Estaria o Brasil perseguindo o caminho argentino? Essa pergunta começa a aparecer na imprensa tupiniquim. Modestamente, é claro, dadas as diferenças entre um e o outro país. Já adianto que eu não arrisco tamanha previsão, dado que a sociedade brasileira aprendeu a ter uma grande aversão à inflação. Mas nunca é demais lembrar que o caso argentino se adequa perfeitamente ao que prescreve a teoria econômica. E que uma parcela do governo [notadamente os "novos-desenvolvimentistas"] parece ignorar.
Na Argentina predomina desde a crise dos anos 2000-2001 uma certa tolerância com o aumento generalizado de preços.
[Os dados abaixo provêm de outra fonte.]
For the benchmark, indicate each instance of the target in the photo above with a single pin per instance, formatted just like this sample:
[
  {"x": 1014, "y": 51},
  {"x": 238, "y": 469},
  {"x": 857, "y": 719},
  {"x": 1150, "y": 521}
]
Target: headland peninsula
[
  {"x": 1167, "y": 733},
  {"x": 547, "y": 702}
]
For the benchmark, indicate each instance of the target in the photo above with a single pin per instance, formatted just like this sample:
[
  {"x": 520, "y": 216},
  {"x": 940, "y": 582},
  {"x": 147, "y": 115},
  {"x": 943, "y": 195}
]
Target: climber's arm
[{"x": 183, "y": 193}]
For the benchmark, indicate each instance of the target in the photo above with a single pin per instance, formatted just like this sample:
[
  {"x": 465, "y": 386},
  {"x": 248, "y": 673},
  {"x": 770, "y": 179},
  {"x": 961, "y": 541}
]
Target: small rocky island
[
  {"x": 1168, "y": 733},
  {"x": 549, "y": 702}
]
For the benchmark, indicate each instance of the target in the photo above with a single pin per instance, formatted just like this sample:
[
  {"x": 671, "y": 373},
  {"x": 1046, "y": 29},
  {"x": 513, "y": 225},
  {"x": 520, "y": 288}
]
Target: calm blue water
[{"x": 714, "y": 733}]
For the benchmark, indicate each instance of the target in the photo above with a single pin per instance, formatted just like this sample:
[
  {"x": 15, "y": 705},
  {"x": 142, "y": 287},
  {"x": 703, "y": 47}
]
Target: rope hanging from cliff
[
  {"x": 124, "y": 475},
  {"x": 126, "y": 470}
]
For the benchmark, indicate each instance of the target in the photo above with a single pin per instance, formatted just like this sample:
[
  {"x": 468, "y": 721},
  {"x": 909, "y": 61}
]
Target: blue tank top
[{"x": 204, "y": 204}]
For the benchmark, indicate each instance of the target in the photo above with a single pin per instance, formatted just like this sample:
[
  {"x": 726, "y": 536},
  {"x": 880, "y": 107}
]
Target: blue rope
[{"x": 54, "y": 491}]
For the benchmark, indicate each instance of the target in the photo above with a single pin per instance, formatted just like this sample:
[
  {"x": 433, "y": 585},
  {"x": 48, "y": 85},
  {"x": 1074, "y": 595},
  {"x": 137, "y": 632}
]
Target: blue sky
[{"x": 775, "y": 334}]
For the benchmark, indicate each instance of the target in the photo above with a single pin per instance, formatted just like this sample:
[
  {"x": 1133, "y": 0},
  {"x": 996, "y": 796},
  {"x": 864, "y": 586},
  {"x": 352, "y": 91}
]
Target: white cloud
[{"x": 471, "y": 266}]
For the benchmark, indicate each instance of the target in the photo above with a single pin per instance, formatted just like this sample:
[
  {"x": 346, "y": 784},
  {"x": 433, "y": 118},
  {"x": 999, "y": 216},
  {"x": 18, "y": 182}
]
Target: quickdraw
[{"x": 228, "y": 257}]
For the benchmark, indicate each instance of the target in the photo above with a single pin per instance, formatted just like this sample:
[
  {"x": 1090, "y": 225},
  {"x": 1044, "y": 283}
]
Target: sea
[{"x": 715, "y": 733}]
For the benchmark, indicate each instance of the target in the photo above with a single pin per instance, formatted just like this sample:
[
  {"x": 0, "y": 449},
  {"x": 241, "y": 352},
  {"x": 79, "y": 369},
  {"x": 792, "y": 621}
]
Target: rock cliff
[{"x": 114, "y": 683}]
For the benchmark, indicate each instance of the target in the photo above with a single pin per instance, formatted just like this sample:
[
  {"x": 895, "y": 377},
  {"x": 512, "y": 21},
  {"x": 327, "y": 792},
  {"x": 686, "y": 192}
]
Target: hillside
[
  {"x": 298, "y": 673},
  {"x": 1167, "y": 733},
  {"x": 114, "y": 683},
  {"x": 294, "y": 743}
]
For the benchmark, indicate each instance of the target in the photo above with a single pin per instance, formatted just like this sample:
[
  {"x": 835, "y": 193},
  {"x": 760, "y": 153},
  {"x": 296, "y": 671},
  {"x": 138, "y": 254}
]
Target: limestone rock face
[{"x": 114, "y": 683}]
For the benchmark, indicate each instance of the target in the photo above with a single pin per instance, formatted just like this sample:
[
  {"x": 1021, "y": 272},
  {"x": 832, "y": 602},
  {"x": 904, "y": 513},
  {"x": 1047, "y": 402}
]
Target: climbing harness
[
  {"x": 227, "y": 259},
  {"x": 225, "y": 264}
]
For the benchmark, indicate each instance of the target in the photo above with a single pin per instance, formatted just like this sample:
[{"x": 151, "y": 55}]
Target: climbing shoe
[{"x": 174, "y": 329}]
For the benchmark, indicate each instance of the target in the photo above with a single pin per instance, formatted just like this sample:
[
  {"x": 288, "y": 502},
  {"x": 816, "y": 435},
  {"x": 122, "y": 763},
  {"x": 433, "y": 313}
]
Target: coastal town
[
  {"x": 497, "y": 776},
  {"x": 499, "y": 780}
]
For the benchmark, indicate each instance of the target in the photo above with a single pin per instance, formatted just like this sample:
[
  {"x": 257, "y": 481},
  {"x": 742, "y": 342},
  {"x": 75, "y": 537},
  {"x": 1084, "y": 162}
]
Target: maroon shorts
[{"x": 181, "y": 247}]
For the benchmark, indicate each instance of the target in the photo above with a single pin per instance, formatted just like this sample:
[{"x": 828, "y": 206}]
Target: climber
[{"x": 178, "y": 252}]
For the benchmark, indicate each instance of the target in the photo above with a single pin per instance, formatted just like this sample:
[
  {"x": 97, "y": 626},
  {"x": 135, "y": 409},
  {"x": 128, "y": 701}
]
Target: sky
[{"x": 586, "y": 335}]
O IPC oficial do país girou na casa dos 11% - consultorias cravam inflação a mais de 20%. A despeito disso, têm-se um crescimento econômico médio na casa dos 7% desde 2003. O desempenho dessas duas variáveis desde 1999 pode ser visto no gráfico abaixo.
Conforme apontam os modelos de Ciclo Político, os governos identificados com essa política econômica [mais inflação em troca de mais crescimento] têm popularidade e são releitos. Esse é o caso da viúva Kirchner. Mas, como prescreve a Curva de Phillips, em sua versão friedman-phelps [a mais atual], não existiria mais um trade-off estável entre inflação e crescimento econômico. Ou seja, não estaria à disposição dos policymakers um menu de escolha entre níveis de inflação e emprego. Caso os governos insistam em promover políticas que acelerem o crescimento econômico além do nível de desemprego natural, a inflação será alta e estará em permanente ascenção. Não há troca estável entre mais inflação e mais crescimento: a troca é entre mais crescimento e uma inflação em crescente aumento. Tudo, portanto, o que está acontecendo na Argentina.
Uma hora ou outra, os ciclos de negócios políticos se farão presentes. Governos populistas se alternam com governos conservadores, gerando uma hora crescimento [com inflação crescente], uma hora recessão para conter a alta generalizada de preços. Os custos sociais e econômicos, já sabe o leitor, dessa alternância entre um e outro governo são extremamente altos. Socialmente, a economia terá de conviver ao longo de um tempo bastante longo com um desemprego elevado. Economicamente, a inflação traz prejuízos para a eficiência e competitividade do país.
Além disso, não existe um modelo de desenvolvimento argentino. Não houve uma estratégia deliberada de promoção do desenvolvimento às custas da aceleração da inflação. Muito pelo contrário. Se a inflação está em ascenção é justamente porque a oferta do país não consegue responder a contento aos estímulos fiscais e monetários. O que houve foram medidas populistas de estímulo à demanda, promovendo um crescimento cosmético, mascarado e sem sustentação no médio e longo prazos.
Nesse contexto, não vejo como factível a importação desse "modelo". A sociedade brasileira mostrou ao longo dos últimos anos ter uma aversão muito forte ao processo de aumento generalizado de preços. Prova disso foi a grande manifestação no passado recente a uma possível leniência do Banco Central com a ascenção do IPCA. O governo Dilma sabe disso. A autoridade monetária também. No fim das contas, o nosso país acabará seguindo o caminho correto. Mesmo que para isso tenha que percorrer, durante certo período, caminhos equivocados.
PS: O comentário de Friedman no seminal The role of monetary policy é interessante nesse contexto:
"(...) Implicitamente, Phillips escreveu seu artigo para um mundo em que todos esperam que os preços nominais sejam estáveis e que essa expectativa permanece estável e imutável, independente de qualquer coisa que vir a acontecer com os preços e salários efetivamente verificados. Suponha, ao contrário, que todos antecipassem que os preços iriam subir a uma taxa superior a 75%, como os brasileiros fizeram há algum tempo atrás. Dessa forma, os salários deveriam subir àquela taxa simplesmente para manter o salário real constante".